Though all the top nations have strong governmental commitments to the environment, Sweden's stands out. It has established an Environmental Objectives Council that issues annual reports on the country's progress; a Foundation for Strategic Environmental Research that has invested $16 million in research projects; a Ministry of Sustainable Development that oversees energy, housing, climate, conservation, and the like; a Council for Sustainable Development to do similar work by the private sector; and an Environmental Technology Council to coordinate and promote advanced sustainable technologies. At the moment the country gets 20 percent of its total energy budget from biomass – most from its extensive forests – and about 5 percent from wind power. But all renewable energy resources are on a path of research and development, with an annual budget of more than $100 million. And the government has pledged that it will be “oil free” and energy self-sufficient by 2020.
Finally Iceland, whose energy story is so dramatic and important that it makes one wonder why it is only fifth on the sustainability index. For Iceland, of all the developed world, has the largest percentage of its energy – 70 percent – produced by a clean and renewable energy source: geothermal. The plants that use geothermal are pollution-free, as are their wastewaters, and the electricity and hot water they produce are cheap. In addition, Iceland has determinedly embarked on a scheme to have all its cars and diesel-powered fishing fleet run on hydrogen fuel cells; a pilot program begun in 2004 with auto manufacturer DaimlerChrysler is being expanded and tests on prototype ship-borne hydrogen-cells promises that this technology will power the fleet within decades. Iceland may very well become, as its energy minister has declared, the first nation to be entirely free of fossil fuels.

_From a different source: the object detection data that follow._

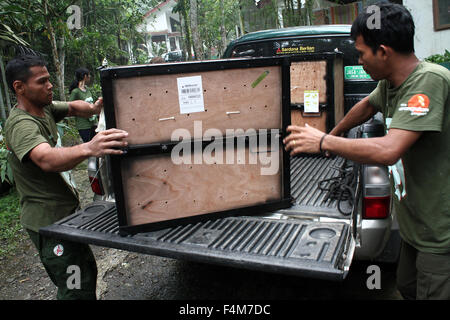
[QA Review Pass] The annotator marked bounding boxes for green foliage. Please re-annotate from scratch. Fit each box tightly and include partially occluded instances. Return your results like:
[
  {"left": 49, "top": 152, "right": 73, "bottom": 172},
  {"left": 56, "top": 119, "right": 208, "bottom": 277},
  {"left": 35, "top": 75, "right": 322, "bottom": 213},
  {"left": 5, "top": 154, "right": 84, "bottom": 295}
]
[
  {"left": 0, "top": 189, "right": 23, "bottom": 256},
  {"left": 0, "top": 123, "right": 14, "bottom": 185},
  {"left": 425, "top": 50, "right": 450, "bottom": 63}
]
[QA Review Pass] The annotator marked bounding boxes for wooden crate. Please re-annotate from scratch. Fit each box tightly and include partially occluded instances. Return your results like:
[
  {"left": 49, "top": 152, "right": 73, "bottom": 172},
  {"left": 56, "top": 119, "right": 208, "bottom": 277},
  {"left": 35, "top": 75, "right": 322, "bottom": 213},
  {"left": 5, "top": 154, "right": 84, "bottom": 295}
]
[
  {"left": 101, "top": 58, "right": 290, "bottom": 235},
  {"left": 290, "top": 53, "right": 344, "bottom": 132}
]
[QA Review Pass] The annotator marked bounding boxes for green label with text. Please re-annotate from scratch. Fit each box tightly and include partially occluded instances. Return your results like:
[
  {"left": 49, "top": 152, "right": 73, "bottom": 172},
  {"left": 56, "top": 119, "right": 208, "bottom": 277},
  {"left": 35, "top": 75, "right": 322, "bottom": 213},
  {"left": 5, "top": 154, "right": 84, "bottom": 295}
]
[{"left": 344, "top": 66, "right": 371, "bottom": 80}]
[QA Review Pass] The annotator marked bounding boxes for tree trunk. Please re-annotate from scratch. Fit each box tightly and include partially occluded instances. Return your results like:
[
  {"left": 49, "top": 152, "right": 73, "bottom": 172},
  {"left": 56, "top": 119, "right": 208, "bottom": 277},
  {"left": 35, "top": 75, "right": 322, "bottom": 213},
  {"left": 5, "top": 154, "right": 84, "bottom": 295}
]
[
  {"left": 0, "top": 55, "right": 11, "bottom": 114},
  {"left": 238, "top": 0, "right": 245, "bottom": 36},
  {"left": 43, "top": 0, "right": 66, "bottom": 101},
  {"left": 190, "top": 0, "right": 203, "bottom": 60}
]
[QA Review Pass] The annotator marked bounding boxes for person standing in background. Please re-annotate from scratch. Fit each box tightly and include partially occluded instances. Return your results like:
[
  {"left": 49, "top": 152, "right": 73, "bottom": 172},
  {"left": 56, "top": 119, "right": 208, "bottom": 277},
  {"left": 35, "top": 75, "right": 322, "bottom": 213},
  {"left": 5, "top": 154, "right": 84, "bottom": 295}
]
[{"left": 69, "top": 68, "right": 97, "bottom": 142}]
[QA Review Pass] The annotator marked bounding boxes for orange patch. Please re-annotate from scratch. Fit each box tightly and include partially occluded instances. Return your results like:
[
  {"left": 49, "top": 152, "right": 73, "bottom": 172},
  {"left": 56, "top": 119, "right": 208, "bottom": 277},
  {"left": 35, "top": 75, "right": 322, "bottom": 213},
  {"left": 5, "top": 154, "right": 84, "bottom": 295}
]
[{"left": 408, "top": 94, "right": 430, "bottom": 109}]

So there they are, and an inspiring lot they turn out to be – nations that care about the environment, have a vision of a sustainable future, are determined to expand renewable energy resources and put money behind the effort, and have comparatively efficient governmental machinery to achieve their goals.
What a contrast to the United States! – which has no comprehensive policy of any kind about energy or the environment, spends nothing to cut back on its massive greenhouse pollution, admits to a gasoline addiction but never plans to kick it, and has a government of such size and corruption – as 9/11, Iraq, Katrina, Medicare drug plan, and Social Security reform acidly prove – that it couldn't carry out a sensible policy even if it ever created one.
Size matters. All the governments of the world, as far as I know, are made up of human beings, and they have a limited and finite capacity to think, to plan, and to act. So it follows that their political and economic scales should be limited and finite. Much can be done at scales smaller than nine million people, particularly in nation-states where politics is serious and incorruptible, as we have seen from the five leading ESI countries.
It would seem to me that a state at a size of half a million or so — say, 620,000 — could do an awful lot to achieve energy self-sufficiency, if it were free to do so.